7. For blood loss over 400 ml. - manual examination of the uterine cavity and external-internal massage of the uterus. After the corresponding misinformation. treatment of the external genitalia of the postpartum mother and the hands of the obstetrician under general anesthesia under aseptic conditions (Okinczyc sleeve) with a hand inserted into the uterine cavity, examine the walls of her day to exclude the presence of trauma and retained remnants of the placenta, remove blood clots, especially parietal ones, which prevent uterine contraction. They massage it on the fist, the fist comes into contact with the bottom of the inner surface of the uterus, and with the other hand they massage the uterus through the anterior abdominal wall. As the tone increases, the arm is tightly covered by the muscle of the uterus, and bleeding stops. The hand is removed from the uterine cavity. Rough, forceful massaging of the uterus is unacceptable, as it can cause multiple hemorrhages in the uterine muscle.

8. For blood loss over 500-600 ml, component blood transfusion.

9. Genter's method is to create a Trendelenburg position; then - squeeze the lower segment with the fingers of one hand and with the same hand press the lower segment to the spine, pressing the aorta.

10. Electrical stimulation of the uterus, cryogenic metrohemostats.

11. If blood loss exceeds 700-800 ml, clamping of the uterine vessels:

• according to Baksheev, a pair of bilateral T-shaped soft clamps are applied to the cervix, inserting one branch into the uterine cavity and placing the other in the lateral fornix of the vagina.

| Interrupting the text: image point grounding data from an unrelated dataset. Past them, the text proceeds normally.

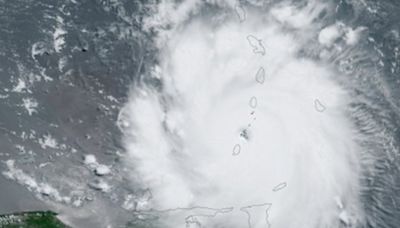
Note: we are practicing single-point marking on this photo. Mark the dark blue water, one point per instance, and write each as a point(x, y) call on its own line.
point(75, 91)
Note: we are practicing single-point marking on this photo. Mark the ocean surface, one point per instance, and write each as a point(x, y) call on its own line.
point(201, 113)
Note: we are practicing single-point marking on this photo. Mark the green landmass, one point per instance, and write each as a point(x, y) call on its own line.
point(35, 219)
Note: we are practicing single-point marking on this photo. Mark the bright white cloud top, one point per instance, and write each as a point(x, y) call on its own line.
point(238, 113)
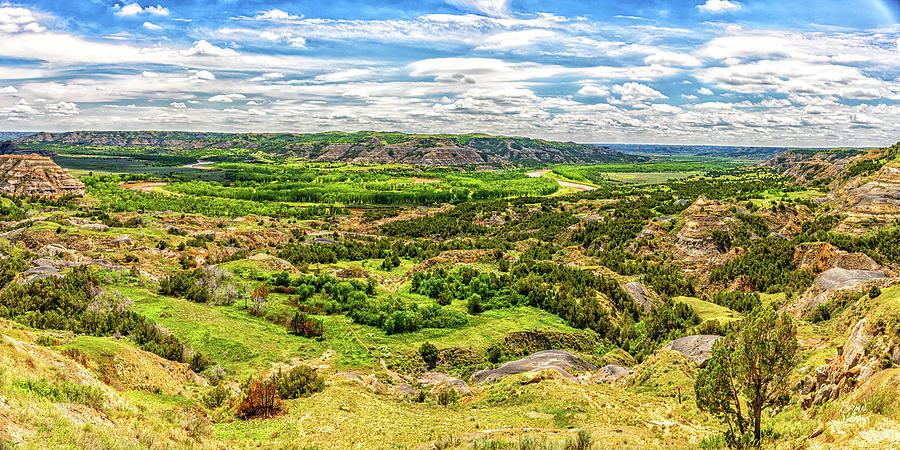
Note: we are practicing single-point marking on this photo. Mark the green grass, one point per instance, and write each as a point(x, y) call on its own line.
point(708, 310)
point(241, 343)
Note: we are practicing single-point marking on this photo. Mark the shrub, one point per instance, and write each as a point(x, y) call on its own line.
point(215, 397)
point(473, 305)
point(298, 382)
point(583, 441)
point(64, 392)
point(199, 362)
point(494, 354)
point(303, 325)
point(429, 354)
point(447, 396)
point(260, 399)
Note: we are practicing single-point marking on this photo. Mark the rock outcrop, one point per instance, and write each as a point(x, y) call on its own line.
point(558, 360)
point(611, 373)
point(29, 175)
point(356, 147)
point(439, 380)
point(10, 148)
point(850, 368)
point(870, 202)
point(830, 282)
point(639, 295)
point(697, 348)
point(695, 238)
point(821, 256)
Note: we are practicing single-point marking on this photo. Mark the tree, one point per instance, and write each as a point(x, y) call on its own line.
point(748, 372)
point(429, 354)
point(874, 292)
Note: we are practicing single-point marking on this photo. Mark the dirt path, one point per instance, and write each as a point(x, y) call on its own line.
point(199, 165)
point(568, 184)
point(143, 186)
point(538, 173)
point(576, 186)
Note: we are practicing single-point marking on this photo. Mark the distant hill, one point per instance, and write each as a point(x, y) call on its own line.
point(358, 147)
point(5, 135)
point(723, 151)
point(10, 148)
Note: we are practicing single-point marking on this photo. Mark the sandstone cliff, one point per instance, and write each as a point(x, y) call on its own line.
point(31, 175)
point(360, 147)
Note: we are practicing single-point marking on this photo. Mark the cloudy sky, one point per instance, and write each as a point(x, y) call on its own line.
point(741, 72)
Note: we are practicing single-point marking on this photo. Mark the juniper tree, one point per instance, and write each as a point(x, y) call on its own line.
point(748, 372)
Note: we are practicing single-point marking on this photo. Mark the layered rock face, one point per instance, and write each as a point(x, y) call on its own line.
point(10, 148)
point(703, 217)
point(31, 175)
point(409, 149)
point(870, 201)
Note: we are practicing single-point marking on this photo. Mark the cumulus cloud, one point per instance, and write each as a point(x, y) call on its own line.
point(719, 6)
point(496, 8)
point(633, 93)
point(344, 75)
point(514, 39)
point(204, 48)
point(202, 75)
point(276, 15)
point(134, 9)
point(62, 109)
point(593, 91)
point(14, 20)
point(227, 98)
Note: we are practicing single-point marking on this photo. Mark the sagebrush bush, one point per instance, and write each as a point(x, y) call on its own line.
point(298, 382)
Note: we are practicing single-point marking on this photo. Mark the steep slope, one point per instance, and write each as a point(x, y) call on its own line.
point(10, 148)
point(870, 202)
point(380, 147)
point(30, 175)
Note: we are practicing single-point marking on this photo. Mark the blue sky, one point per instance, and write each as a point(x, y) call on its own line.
point(740, 72)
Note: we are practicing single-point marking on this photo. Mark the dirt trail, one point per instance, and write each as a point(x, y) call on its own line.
point(568, 184)
point(143, 186)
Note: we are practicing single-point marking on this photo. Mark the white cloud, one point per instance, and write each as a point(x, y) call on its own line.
point(344, 75)
point(227, 98)
point(202, 75)
point(665, 109)
point(14, 20)
point(297, 41)
point(496, 8)
point(593, 91)
point(514, 39)
point(632, 92)
point(62, 109)
point(775, 103)
point(276, 15)
point(133, 9)
point(204, 48)
point(719, 6)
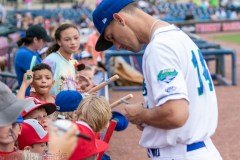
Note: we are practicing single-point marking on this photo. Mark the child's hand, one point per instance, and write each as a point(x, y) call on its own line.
point(62, 146)
point(27, 78)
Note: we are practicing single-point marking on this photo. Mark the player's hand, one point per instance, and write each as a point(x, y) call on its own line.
point(134, 113)
point(84, 84)
point(27, 78)
point(140, 127)
point(62, 146)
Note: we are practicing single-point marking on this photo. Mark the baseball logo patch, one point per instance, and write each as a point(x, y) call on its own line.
point(167, 75)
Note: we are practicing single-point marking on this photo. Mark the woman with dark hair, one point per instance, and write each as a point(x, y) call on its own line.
point(60, 60)
point(27, 54)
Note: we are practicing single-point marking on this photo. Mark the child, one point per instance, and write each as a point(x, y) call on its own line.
point(60, 60)
point(33, 137)
point(35, 39)
point(8, 146)
point(85, 79)
point(95, 111)
point(88, 150)
point(39, 110)
point(41, 79)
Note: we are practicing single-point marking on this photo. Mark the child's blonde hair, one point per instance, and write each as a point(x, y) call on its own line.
point(95, 111)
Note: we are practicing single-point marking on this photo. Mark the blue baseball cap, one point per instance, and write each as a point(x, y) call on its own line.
point(103, 15)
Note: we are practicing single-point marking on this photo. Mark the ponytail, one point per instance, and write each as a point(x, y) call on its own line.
point(53, 48)
point(25, 41)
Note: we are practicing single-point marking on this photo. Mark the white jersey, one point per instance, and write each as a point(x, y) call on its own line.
point(173, 68)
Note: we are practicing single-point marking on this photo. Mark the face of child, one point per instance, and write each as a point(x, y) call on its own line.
point(40, 148)
point(39, 43)
point(70, 40)
point(42, 81)
point(9, 134)
point(40, 115)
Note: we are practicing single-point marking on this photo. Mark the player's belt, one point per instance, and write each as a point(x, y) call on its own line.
point(194, 146)
point(156, 152)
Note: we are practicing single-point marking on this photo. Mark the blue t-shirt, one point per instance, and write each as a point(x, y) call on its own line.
point(22, 61)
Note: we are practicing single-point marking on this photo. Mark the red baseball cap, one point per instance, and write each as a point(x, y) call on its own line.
point(86, 148)
point(32, 133)
point(36, 103)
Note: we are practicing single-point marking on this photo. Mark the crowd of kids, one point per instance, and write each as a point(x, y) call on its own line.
point(50, 89)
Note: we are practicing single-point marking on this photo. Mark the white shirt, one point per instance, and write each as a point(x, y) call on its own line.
point(173, 69)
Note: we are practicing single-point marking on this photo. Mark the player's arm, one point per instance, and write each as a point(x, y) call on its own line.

When the instruments are closed, the uterine arteries in the area of ​​the parametrium are clamped on both sides and the bleeding stops;

• according to Henkel-Tikanadze, clamps (intestinal clamps or Collen forceps) are applied to the parametriums on both sides through the lateral vaults of the vagina, lowering the cervix as much as possible;

• according to Quantiliani, several clamps (bullet forceps) are applied to the cervix, connecting the anterior and posterior lips, after which the cervix is ​​lowered from the vagina and bent anteriorly.

12. For blood loss over 1000-1200 ml. if there is no effect from one of the listed methods, transection to radically stop bleeding. The lack of effect allows us to make a diagnosis of atonic bleeding, requiring surgical intervention on the uterus: hysterectomy, i.e. removal of the entire uterus (with the cervix).

Numerous described methods of stopping bleeding: applying a suture to the posterior lip of the cervix (according to Lositskaya), pressing the aorta in the abdominal region with fingers (according to Biryukov) or a fist, Momburg tourniquet, Piskachek’s method, Arendt’s method, etc. cannot be used to the extent listed above. in practice. Hypotonic bleeding differs primarily in intensity, and the use of all of these methods leads to loss of time, an increase in the volume of lost blood and the risk of developing hypofibrinogenemic complications.

Tamponade with a bandage of the uterine cavity according to Dursen is contraindicated. Ligation of the uterine vessels is also not used during laparotomy.

Prevention of bleeding in the early postpartum period.

Prevention of bleeding in the early postpartum period should be carried out during pregnancy: identification and hospitalization in an obstetric hospital 2 weeks before. before birth of pregnant women with anatomical and functional inferiority of the uterus, with placenta previa, early detection and timely treatment of late toxicosis, proper management of labor and the early postpartum period, pain relief, administration of oxytotic agents, 40% glucose solution and 10% gluconate solution or calcium chloride.